Nissan’s sub-compact car, the Micra, is great on gas. Everyone loves fuel efficiency – it’s good for the environment, great for the pocketbook, but...

In other non-shocking news, 35 to 54-year-olds are grown-ups, who pride themselves on their financial stability and ability to make the grown-up decisions necessary to manage their family and finances.

So, when Nissan started working with us to relaunch the Micra to the 35-54 segment, so-called “best practices” would suggest that we hammer these rational grown-ups with mileage statistics and other logical data.
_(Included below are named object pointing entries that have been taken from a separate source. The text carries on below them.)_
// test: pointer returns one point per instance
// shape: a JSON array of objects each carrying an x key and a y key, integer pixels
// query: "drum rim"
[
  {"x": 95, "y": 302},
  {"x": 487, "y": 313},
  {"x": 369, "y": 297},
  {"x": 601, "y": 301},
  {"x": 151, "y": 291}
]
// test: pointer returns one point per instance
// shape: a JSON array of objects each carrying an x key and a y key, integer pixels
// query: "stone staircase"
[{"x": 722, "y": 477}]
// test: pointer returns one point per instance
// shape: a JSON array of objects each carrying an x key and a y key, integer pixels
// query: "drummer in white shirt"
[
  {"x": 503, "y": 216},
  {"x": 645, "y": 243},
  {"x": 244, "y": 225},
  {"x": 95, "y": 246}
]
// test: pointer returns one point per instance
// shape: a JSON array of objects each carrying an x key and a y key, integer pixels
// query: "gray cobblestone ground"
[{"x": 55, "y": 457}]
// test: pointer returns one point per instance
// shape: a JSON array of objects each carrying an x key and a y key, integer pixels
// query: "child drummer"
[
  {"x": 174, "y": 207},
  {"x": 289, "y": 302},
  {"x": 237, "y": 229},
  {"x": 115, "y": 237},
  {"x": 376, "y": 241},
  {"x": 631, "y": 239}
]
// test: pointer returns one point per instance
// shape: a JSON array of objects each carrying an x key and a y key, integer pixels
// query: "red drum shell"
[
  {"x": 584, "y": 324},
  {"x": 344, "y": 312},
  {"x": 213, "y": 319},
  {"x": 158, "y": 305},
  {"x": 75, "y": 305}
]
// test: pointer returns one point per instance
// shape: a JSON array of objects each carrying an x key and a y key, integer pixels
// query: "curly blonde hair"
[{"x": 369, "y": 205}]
Best practices, though, would not take into account the learnings from the ethnographic research, the immersive auto shopping trips, the reflective phone interviews, the applied anthropology analysis of related contemporary narratives, or even our category semiotics analysis.

And so, best practices would have lead Nissan in the wrong direction.

Our work revealed that people in this demographic that were interested in a subcompact car, were indeed highly rational. But they were also driven by a uniquely quirky ethos. If this demographic were a television character, it would be Sheldon Cooper from The Big Bang Theory.


Yes, they proudly conformed to their grown-up roles. But they ardently held on to their passionate “DIY ethos” for quirky hobbies and activities.

We developed a strategy based on ‘quirk’ rather than statistics. In their new messaging, Nissan stayed away from fuel efficiency stats, and instead talked about how the car “sips fuel.” They talked about spaciousness in terms of passengers (or enemies) transported, or as a personal “meditation zone.”

We also developed a very clear, but controversial imperative: We recommended Nissan discourage dealerships from trying to upsell customers to more profitable models and instead simply help them buy their Micra as quickly as possible because they already had done their homework by the time they showed up at a dealership.

Micra sales soared across Canada firmly leading the subcompact class. The breakout success was also credited with improving market share for other Nissan vehicles, including its luxury Infiniti brand.